I’m sure we all remember that I graduated from college about a month ago. I sort of hate it. I decided after only two weeks that I missed it too much and I had to go to grad school. To go to graduate school, I have to take the GRE and how, I thought, can I study for the GRE unless I have a desk?
So began my great search for the desk of my dreams. I found one I liked online and showed it to my sister for her style input. She said of her husband, “Oh, he can just make that for you.”
We began a process of adapting the picture of desk on Target’s website to something we could feasibly build. We each drew up plans separately and when the plans virtually matched, we began to gather supplies.
It was about a week between deciding to do it and the beginning of actually doing it. We measured and measured and cut and measured. We sanded and sanded and sanded some more. We painted leg pieces. We pre-treated, stained, stained again, and finished the top. We started putting things together. Then, we realized that our angles must have not been exact because the spread of the legs and somehow become too wide. We came up with a new design that used all of the same pieces and went with it. Somehow in its finished form, the desk grew 1 3/4″ taller than we’d planned. Angles, I guess.
Today, we finally put in the last piece… The shelves in the legs.
I have never been so proud of a thing before. It’s different than a piece of writing, which is an idea that you’ve run through your mouth and your fingers on a keyboard. The desk didn’t come from my brain and perhaps its imperfections are freeing because I only expect perfection from my brain. It is the best part of me. I expect the best.

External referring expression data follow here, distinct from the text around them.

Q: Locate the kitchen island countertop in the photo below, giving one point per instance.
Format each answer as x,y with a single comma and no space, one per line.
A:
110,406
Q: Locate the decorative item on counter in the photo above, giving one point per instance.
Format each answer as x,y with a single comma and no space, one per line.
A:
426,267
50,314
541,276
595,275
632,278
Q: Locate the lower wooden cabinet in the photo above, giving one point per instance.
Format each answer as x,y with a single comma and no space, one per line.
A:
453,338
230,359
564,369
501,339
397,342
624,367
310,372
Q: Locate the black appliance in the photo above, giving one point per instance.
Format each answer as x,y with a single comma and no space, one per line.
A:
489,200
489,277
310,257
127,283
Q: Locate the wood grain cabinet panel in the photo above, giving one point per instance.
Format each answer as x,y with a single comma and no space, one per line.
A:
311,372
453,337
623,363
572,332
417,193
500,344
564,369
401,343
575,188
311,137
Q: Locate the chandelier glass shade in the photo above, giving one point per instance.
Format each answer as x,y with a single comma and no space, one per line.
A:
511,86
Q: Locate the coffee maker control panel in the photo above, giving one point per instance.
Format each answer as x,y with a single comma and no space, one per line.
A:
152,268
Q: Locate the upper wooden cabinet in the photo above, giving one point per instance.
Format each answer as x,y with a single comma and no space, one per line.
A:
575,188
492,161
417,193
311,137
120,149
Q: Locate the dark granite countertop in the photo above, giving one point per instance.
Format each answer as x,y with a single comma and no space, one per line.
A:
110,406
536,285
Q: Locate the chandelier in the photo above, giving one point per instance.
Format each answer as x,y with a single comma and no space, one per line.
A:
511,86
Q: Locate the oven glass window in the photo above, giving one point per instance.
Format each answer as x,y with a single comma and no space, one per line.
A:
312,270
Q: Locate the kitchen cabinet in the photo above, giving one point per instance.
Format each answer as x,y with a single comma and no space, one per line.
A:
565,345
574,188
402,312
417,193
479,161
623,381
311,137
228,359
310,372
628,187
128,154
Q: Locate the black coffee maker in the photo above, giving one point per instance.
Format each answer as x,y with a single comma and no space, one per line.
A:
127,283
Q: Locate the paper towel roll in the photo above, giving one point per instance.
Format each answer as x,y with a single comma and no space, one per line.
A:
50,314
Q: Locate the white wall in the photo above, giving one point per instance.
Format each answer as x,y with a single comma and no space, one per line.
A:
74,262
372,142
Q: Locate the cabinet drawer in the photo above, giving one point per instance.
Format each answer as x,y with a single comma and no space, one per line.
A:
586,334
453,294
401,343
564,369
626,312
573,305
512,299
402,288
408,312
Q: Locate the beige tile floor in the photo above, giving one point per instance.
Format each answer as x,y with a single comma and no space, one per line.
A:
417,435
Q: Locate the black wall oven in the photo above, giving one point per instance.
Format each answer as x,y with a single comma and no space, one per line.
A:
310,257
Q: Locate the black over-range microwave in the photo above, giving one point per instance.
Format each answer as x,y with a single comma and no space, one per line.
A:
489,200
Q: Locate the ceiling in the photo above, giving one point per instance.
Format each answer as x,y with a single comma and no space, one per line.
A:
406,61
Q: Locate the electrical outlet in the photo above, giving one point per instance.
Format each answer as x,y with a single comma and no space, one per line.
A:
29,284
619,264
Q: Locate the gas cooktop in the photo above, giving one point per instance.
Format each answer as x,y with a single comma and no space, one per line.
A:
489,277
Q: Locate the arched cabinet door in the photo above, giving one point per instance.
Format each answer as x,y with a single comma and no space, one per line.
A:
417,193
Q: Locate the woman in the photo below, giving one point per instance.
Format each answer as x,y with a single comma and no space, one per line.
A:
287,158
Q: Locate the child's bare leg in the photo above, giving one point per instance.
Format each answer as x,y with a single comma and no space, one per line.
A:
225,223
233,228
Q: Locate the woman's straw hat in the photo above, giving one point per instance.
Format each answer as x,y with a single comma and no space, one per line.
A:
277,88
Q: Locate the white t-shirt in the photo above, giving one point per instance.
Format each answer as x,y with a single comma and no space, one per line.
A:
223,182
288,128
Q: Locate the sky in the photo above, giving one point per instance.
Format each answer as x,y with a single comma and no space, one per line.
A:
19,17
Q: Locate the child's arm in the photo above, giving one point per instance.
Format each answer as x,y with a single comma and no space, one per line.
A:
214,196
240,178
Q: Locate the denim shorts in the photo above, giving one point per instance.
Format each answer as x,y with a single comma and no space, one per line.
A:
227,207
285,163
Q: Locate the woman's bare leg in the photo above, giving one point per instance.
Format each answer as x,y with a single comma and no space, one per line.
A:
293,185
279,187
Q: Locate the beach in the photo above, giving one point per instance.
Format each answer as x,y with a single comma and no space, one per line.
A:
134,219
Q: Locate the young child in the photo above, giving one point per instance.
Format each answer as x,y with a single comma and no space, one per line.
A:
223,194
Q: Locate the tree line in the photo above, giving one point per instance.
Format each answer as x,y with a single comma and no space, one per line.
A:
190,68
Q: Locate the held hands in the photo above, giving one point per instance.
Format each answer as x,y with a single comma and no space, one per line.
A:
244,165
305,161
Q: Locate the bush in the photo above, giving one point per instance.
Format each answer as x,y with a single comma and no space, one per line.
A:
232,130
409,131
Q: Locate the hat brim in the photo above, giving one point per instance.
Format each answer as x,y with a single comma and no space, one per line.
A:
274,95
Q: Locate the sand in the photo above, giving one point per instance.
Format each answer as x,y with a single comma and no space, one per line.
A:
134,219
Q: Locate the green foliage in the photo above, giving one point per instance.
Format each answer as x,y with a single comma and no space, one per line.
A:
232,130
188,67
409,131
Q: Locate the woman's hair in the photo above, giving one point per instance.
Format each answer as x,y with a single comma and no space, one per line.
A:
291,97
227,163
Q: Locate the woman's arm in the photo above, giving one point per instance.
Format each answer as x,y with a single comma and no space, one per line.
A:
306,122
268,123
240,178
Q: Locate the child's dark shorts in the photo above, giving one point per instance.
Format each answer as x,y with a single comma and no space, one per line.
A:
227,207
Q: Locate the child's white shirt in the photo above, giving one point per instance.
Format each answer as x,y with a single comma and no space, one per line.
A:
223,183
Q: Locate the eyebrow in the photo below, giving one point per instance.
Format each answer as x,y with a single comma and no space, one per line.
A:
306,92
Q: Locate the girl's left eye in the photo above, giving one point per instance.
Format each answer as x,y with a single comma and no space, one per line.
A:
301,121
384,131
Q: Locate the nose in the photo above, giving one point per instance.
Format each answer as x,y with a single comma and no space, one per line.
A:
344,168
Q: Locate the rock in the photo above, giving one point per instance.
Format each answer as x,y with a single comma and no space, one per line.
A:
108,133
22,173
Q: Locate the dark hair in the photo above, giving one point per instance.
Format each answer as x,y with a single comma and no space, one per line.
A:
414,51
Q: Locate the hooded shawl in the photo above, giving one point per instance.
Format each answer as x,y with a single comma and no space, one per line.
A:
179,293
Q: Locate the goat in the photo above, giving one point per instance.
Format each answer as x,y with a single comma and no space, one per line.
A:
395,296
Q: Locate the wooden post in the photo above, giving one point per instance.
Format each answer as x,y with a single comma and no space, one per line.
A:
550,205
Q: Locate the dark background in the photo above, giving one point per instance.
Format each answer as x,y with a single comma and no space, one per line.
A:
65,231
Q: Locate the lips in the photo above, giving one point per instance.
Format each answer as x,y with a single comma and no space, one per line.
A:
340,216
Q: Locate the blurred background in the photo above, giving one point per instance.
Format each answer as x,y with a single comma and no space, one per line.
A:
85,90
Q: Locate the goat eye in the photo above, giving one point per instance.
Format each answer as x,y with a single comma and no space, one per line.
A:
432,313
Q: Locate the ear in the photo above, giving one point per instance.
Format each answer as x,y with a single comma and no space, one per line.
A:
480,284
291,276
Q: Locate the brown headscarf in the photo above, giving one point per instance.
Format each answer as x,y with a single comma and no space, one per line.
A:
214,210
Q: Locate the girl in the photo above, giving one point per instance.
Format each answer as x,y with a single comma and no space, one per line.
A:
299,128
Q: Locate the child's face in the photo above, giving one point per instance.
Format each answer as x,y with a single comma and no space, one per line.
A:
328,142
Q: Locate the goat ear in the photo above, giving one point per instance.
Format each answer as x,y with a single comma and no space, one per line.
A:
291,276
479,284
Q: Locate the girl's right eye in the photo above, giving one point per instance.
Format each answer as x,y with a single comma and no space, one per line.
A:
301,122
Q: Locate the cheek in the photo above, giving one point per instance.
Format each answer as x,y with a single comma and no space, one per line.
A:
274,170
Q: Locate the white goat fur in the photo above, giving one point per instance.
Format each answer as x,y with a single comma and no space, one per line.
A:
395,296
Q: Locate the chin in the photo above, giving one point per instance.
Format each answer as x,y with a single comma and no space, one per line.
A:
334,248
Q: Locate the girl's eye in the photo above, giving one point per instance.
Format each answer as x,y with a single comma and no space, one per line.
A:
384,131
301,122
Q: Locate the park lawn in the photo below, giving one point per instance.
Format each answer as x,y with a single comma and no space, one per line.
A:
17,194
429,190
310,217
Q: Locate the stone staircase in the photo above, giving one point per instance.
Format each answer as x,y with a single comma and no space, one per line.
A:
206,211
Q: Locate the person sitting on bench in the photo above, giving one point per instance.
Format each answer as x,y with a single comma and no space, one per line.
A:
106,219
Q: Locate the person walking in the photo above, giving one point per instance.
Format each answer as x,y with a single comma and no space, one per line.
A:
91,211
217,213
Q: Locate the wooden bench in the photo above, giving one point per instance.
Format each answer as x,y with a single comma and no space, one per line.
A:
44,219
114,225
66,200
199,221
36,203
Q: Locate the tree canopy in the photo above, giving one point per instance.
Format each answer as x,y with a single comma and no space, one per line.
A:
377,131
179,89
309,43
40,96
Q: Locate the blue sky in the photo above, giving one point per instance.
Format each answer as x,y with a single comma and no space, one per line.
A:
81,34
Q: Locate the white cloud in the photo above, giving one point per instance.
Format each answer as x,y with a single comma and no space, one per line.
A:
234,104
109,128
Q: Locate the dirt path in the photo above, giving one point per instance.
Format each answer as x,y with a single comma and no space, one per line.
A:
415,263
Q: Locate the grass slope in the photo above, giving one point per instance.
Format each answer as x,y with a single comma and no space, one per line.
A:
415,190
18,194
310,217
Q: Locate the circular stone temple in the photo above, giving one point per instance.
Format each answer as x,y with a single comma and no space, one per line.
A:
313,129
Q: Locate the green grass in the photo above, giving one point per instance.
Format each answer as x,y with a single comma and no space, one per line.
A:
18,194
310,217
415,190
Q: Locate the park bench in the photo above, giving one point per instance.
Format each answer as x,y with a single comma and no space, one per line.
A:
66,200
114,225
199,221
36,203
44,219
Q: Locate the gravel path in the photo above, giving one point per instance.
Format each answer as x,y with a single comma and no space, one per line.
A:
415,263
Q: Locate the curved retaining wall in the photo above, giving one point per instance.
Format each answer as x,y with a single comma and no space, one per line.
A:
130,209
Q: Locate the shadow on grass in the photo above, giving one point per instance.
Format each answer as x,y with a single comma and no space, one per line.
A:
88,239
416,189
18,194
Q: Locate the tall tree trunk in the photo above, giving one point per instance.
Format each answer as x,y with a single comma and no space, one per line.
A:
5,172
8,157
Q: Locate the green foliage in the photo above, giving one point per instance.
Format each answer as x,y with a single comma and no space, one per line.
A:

It is good for me to look down and know that one of the left front legs doesn’t quite reach the floor but that the desk still stands. It is good to hear a slight creak when I lean too hard against it. It is good to remember that on the right side, there is a screw which pokes through the wood but that the shelf it supports will still hold.

I suppose that what really matters is that I finished it and it is good. It is the best I could have reasonably done. I am not superstitious but I feel that this is the perfect desk for grad school. It holds in its imperfections the perfect lesson. I can’t quite articulate what that lesson is, but I think it means I can do it.